Łukasz Mika przyjął święcenia kapłańskie w swoim parafialnym kościele pw. Matki Bożej Nieustającej Pomocy w Tarnobrzegu.
Neoprezbiterowi sakramentu kapłaństwa udzielił biskup odesko-symferopolski Bronisław Bernacki. Tarnobrzeżanin bowiem postanowił podjąć posługę duszpasterską na Ukrainie.
W uroczystości uczestniczyli rodzice nowego kapłana – Małgorzata i Tadeusz Mikowie, rodzina, przyjaciele oraz licznie zgromadzeni wierni. Mszy św., koncelebrowanej przez ponad 20 kapłanów, reprezentujących diecezje: odesko-symferopolską, lwowską, łódzką, sandomierską oraz duchownego obrządku grecko-katolickiego, przewodniczył bp Bernacki.

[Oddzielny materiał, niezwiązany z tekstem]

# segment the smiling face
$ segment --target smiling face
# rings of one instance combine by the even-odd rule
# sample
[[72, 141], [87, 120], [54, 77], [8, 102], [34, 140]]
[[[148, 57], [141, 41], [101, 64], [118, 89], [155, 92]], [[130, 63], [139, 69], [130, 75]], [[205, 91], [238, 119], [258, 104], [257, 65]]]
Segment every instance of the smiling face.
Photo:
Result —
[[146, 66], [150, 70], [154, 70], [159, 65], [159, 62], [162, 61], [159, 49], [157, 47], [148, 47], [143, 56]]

Zwracając się do nowo wyświęconego kapłana oraz do tarnobrzeżan, podkreślił ogromny trud, jaki czeka ks. Łukasza. Trud wynikający z okoliczności, w jakich znalazła się wschodnia Ukraina, a zwłaszcza diecezja, do której posłał go Bóg. – Nasza diecezja w wyniku wojny i zajęcia Krymu została podzielona – część pozostała w granicach państwa ukraińskiego, ale nad znacznym terenem, w tym Krymem, kontrolę sprawują Rosjanie, którzy sukcesywnie prześladują Kościół katolicki – zauważył bp Bernacki. Wyraził ogromną wdzięczność polskiemu Kościołowi za wspieranie zarówno poprzez wysyłanie do pracy kapłanów, jak i za wsparcie materialne oraz modlitewne. – Żniwo jest wielkie, ale pracowników mało – stwierdził hierarcha.
W życzeniach skierowanych do ks. Łukasza proboszcz serbinowskiej parafii ks. Michał Józefczyk przypomniał św. Teresę od Jezusa, duchową przewodniczkę nowo wyświęconego, która wszystko poświęciła dla Jezusa. – Mówiła, że Bóg sam wystarczy i niech te słowa staną się twoim mottem. Prowadź swoje kapłańskie życie zgodnie z drogą Chrystusowego krzyża. To jest moja wielka prośba do ciebie – mówił ks. Józefczyk.
Na koniec uroczystości słowa wielkiego podziękowania do bp. Bernackiego, swoich rodziców, kapłanów, duchowych opiekunów skierował ks. Łukasz. – Dziękuję Kościołowi odeskiemu, że otworzył się dla mnie i przyjął mnie jak brata – mówił. – Dziękuję zwłaszcza jego pasterzowi bp. Bronisławowi. Moja droga formacyjna zaczęła się w rodzinnym domu, z niego bowiem wynosi się najwięcej i w nim kształtuje się nasz charakter, powołanie. Tutaj chcę skierować słowa szczególnej wdzięczności za wzór prawdy, za wszystko to, co dobre, a co zostało wszczepione we mnie w domu. Przez ostatni tydzień w czasie rekolekcji rozważałem tekst bulli papieża Franciszka „Misericordiae vultus”, odnoszącej się do Bożego miłosierdzia, i jej słowa bardzo mocno do mnie trafiały – mówił ks. Łukasz. – Powołanie to jest akt Bożego miłosierdzia. Stawać się obliczem miłosierdzia Ojca tak jak Jezus Chrystus, jak pisze ojciec święty, jest moim kapłańskim zadaniem.